The plaintiffs, ex-employees of Boeing Co, said they repeatedly complained about what they saw as auditing deficiencies and pressure from management to rate Boeing's internal controls favourably. They eventually spoke to a reporter from the Seattle Post-Intelligencer, which ran a report about Boeing's computer systems security. Several months later, the employees were fired for violating a company policy prohibiting employees from releasing information to the media without approval from the company's communications department.
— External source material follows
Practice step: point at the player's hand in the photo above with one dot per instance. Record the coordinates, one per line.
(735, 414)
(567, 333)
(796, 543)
The court specifically rejected their Sarbanes-Oxley retaliation claim, holding that if Congress wanted to cover media leaks, it could have referenced the press specifically in the law.

Advice to employers

The possibility of large rewards may cause whistleblowers to forgo reporting mechanisms provided by internal compliance programmes and instead disclose possible violations of law directly to the SEC. Nonetheless, companies should:

  • review their compliance programmes;
  • ensure that their employees are sufficiently informed about internal reporting programmes; and
  • educate employees regarding the importance of timely reporting.

Promoting a corporate culture that emphasises a commitment to legal compliance and ethical conduct should mitigate against the risk that employees will favour reporting to the SEC over utilising a firm's internal compliance programme.
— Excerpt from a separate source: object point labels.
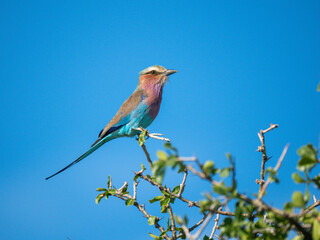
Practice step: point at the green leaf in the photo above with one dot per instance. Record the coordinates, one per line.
(208, 166)
(142, 138)
(155, 199)
(98, 198)
(162, 155)
(225, 172)
(297, 199)
(316, 230)
(176, 189)
(297, 178)
(129, 202)
(152, 220)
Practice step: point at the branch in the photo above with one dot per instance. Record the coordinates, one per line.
(308, 209)
(264, 186)
(152, 135)
(289, 216)
(140, 207)
(147, 155)
(183, 182)
(173, 225)
(262, 149)
(215, 224)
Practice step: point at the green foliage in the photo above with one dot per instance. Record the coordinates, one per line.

For further information on this topic please contact Kevin B Leblang or Robert N Holtzman at Kramer Levin Naftalis & Frankel LLP by telephone (+1 212 715 9100), fax (+1 212 715 8000) or email ([email protected] or [email protected]).
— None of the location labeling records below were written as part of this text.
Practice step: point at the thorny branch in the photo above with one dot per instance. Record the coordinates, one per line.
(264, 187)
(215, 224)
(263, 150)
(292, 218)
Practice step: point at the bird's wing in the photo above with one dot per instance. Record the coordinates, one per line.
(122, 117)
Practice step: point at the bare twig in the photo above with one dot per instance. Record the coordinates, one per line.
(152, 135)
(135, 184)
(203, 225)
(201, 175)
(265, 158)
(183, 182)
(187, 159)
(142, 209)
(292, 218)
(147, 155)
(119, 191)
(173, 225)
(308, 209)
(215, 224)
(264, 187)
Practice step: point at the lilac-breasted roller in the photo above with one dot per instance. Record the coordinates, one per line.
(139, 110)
(1) Egan v TradingScreen, Inc, 2011 WL 1672066 (SDNY May 4 2011).

(2) 15 USC § 78u-6.

(3) 15 USC § 78u-6(h)(1)(A)(iii).

(4) 18 USC § 1514A(a)(1).

(5) DOL ARB No 09-004 (July 8 2011).

(6) DOL ARB No 07-123 (May 25 2011).

(7) DOL ARB No 04-154 (2006).

(8) See also Inman v Fannie Mae, DOL ARB No 08-060 (June 28 2011), rejecting the requirement that an employee's disclosure relate "definitively and specifically" to one or more of the laws listed in Section 806 of the act.

(9) DOL ARB No 10-050 (February 28 2011).

(10) Tides v The Boeing Co, 644 F 3d 809 (9th Cir May 3 2011); petition for cert filed, No 11-309 (September 7 2011).